Monitoring data quality in assets
The Quality tab of an asset makes data quality results of the asset available for business stakeholders. It shows values collected over time for attributes and values aggregated from different assets based on predefined relations.
The assets for which the Quality tab is available and how the values are aggregated are defined in data quality rules, which are configured on the Data quality rules tab on the Settings page.
In Collibra 2024.05, we launched a new user interface (UI) for Collibra Platform! You can learn more about this latest UI in the UI overview.
Use the following options to see the documentation in the latest UI or in the previous, classic UI:
In this topic
Asset quality
The Quality tab of an asset shows the aggregated passing fraction (quality score) for the asset in the form of ring charts.
Each ring chart shows the quality score in the form of:
- A quality score as a percentage.
- A color code indicating the quality of this passing fraction:
- Red: 0-50%
- Orange: 50-85%
- Green: 85 - 100%
The first ring chart shows the general score of the asset. The ring charts next to it shows subscores for a specific dimension, such as Accuracy, Conformity, Completeness, and Consistency. Only values that belong to that specific dimension are then considered. The dimensions to use are configured in the metric group. In this example, it is the relation: Data Quality Rule is Classified By Data Quality Dimension.
Underneath the top pane, three selection boxes show additional overview, details, and history.
Overview
The Overview pane shows more information about each level in the aggregation path for the selected general score or dimension. For each level, it shows the number of involved assets of a certain type and what their results are: failing (red) or passing (gray). It also shows the total number of rows, the number of failing rows (red), and the number of passing rows (gray) that resulted in the given scores.
In the following example, the Conformity dimension consists of a total of 38070 rows, 26575 of which were failing. 2 data quality rules were involved, 1 of which was failing. These data quality rules were used by 1 data entity, which has an aggregated failing result.
Details
The Details pane shows more information about all the involved assets in a tabular format.
For each asset, a row with the following default columns is shown:
- Data Asset: Data asset signifier.
- Rows Passed: Number of passing rows, aggregated as a sum of the passing rows of the underlying assets.
- Rows Failed: Number of failing rows, aggregated as a sum of the failing rows of the underlying assets.
- Quality Score: Score aggregated, as an average of the quality scores of the underlying assets.
- Result (failing or passing): Aggregated result, as a logical conjunction of the results of the underlying assets.
You can show some extra columns in the table by clicking → Columns. These include:
- Data Element: Unique full name of the asset.
- Domain: Domain to which the asset belongs.
- Type: Type of the asset.
- Quality Score: Aggregated value between 0 and 100 that represents a summary of the integrity of your data.

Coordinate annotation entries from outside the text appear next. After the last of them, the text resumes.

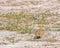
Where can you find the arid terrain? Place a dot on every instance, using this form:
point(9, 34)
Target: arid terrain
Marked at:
point(19, 20)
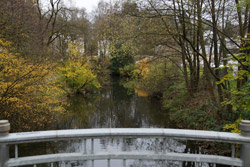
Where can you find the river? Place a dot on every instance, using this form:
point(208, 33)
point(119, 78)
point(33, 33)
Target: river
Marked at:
point(112, 107)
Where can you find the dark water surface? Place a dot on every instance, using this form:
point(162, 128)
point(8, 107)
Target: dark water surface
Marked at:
point(113, 107)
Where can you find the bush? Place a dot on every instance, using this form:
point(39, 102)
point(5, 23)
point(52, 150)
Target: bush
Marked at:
point(29, 98)
point(76, 74)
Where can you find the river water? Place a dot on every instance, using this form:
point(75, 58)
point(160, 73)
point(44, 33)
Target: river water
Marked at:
point(113, 107)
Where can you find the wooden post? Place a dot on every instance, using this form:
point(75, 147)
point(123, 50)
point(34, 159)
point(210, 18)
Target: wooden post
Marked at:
point(245, 148)
point(4, 148)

If you use an external data quality tool (anything other than Data Quality & Observability) and the Quality Score calculation is incorrect because a null/empty value is treated as a zero, then you can disassociate the data quality rule or metric from the asset. To disassociate the data quality rule or metric from the asset:
-
Navigate to the Summary tab for the asset.
-
Scroll to the section that displays the relationship between the asset and the rule or metric. For example, if the asset is of type Data Quality Job, then scroll to the “is governed by Data Quality Rule” section.
-
Locate the rule or metric with a missing Passing Fraction value.
-
In the Actions column, click
next to the rule or metric to remove the association.
- Dimensions: Dimension that applies to these assets, if any. Dimensions are used to calculate subscores.
History
The History pane shows the evolution of the quality score over time, for up to one month in the past.
You can show the date and the score for a specific period at the upper-right corner of the pane by hovering your pointer over that period. When you select a period by clicking it, the upper-left corner of the pane shows a trend of the score compared to the period before it.